Liputan6.com, Jakarta - Ketua BKSAP Dr. Fadli Zon (F-Gerindra) mewakili parlemen Indonesia memimpin dan menghadiri Sidang Komisi Politik pada hari kedua Sidang Umum ASEAN Inter-Parliamentary Assembly (AIPA) ke-43 di Phnom Penh, Kamboja (22/11/2022).

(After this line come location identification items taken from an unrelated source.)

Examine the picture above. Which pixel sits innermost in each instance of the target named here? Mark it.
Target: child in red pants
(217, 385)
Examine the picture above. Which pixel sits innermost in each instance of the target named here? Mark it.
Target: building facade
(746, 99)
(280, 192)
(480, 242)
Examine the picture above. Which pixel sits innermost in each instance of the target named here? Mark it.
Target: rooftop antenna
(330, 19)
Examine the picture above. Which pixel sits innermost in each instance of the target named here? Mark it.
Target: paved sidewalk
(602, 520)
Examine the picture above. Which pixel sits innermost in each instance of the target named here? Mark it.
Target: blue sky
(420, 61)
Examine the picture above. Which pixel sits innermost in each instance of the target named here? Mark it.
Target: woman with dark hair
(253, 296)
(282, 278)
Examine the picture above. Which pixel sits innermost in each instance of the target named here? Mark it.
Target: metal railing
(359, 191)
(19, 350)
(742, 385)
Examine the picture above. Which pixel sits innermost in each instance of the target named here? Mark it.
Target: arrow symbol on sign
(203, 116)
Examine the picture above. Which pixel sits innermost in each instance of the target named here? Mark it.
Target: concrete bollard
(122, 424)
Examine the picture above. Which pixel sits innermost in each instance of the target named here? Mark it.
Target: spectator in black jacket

Fadli Zon bersama Wakil Ketua BKSAP Gilang Dhielafararez, S.H., LL.M. (F-PDIP) menyampaikan sejumlah usulan resolusi dan emergency item.
Baca Juga
Dalam keterangannya, seperti dikutip Rabu (23/11/2022), delegasi DPR-RI memperjuangkan satu usulan Draft Resolusi dengan judul “Enhancing Parliamentary Diplomacy on Maritime Security to Foster Regional Stability in Southeast Asia” (Memperkuat Diplomasi Parlemen dalam Keamanan Maritim untuk Meningkatkan Stabilitas Regional di Asia Tenggara), serta satu Emergency Item (Agenda Pembahasan Darurat) mengenai Krisis di Myanmar dengan judul “Parliamentary Diplomacy for the Implementation of Five-Point Consensus” (Diplomasi Parlemen Untuk Mendorong Implementasi 5 Poin Konsensus ASEAN).
Advertisement
Kedua usulan Indonesia diterima oleh Sidang Umum AIPA ke-43.
Resolusi “Memperkuat Diplomasi Parlemen dalam Keamanan Maritim untuk Meningkatkan Stabilitas Regional di Asia Tenggara”, delegasi DPR RI menekankan urgensi diplomasi parlemen mendorong peningkatan kerja sama parlemen ASEAN. Isu dan tantangan keamanan maritim semakin kompleks, mencakup keamanan tradisional maupun non-tradisional.
DPR menekankan juga pentingnya kerja sama dalam rangka menanggulangi Penangkapan Ikan yang bersifat Illegal, Unreported, and Unregulated (IUU) atau, praktik penangkapan ikan ilegal, tidak terlaporkan dan menyalahi aturan, juga kelestarian lingkungan laut di kawasan.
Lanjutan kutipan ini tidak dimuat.